Deutschland will leichte Plastiksäcke verbieten

06. November 2019 15:16

Berlin - Die deutsche Regierung hat ein Verbot von leichten Plastiksäcken beschlossen. Betroffen sind auch Säcke aus wiederverwertetem Kunststoff. Nur sehr dünne Tüten für stückweise angebotenes Obst und Gemüse bleiben erlaubt.

Deutschland geht bei der Bekämpfung von Plastikmüll einen Schritt weiter. Die Bundesregierung hat am Mittwoch eine Änderung des Verpackungsgesetzes beschlossen. Damit wird es laut einer Mitteilung Händlern verboten, leichte Plastiktüten in den Verkehr zu bringen. Säcke mit einer Wandstärke von weniger als 50 Mikrometern dürfen dann nicht mehr verkauft werden.

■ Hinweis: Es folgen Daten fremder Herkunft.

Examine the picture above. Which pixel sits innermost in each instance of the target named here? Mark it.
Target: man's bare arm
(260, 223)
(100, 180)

Das betrifft auch Tüten aus Kunststoffen, die aus nachwachsenden Rohstoffen hergestellt werden, etwa Kartoffel- oder Maisstärke. „Sie stellen keine ökologisch sinnvolle Alternative dar, weil sie schwer recyclebar sind und die für ihre Herstellung benötigten pflanzlichen Rohstoffe oft unter verstärktem Pestizideinsatz gewonnen werden“, schreibt die Bundesregierung.

Dagegen sollen sehr leichte Tüten aus Kunststoff mit einer Wandstärke von weniger als 15 Mikrometern weiter zugelassen sein. Sie werden im Handel für den Transport von stückweise angebotenem Obst und Gemüse verwendet.

Der bvse-Bundesverband Sekundärrohstoffe und Entsorgung lehnt dieses generelle Verbot von Plastiktüten ab. Tragtaschen aus Kunststoff seien beim Materialaufwand und Tragfähigkeit optimiert, heisst es in einer Mitteilung des Branchenverbandes. „Wir vermuten hinter dieser Entscheidung blosse Symbolpolitik", kritisiert bvse-Hauptgeschäftsführer Eric Rehbock den Beschluss der Bundesregierung. 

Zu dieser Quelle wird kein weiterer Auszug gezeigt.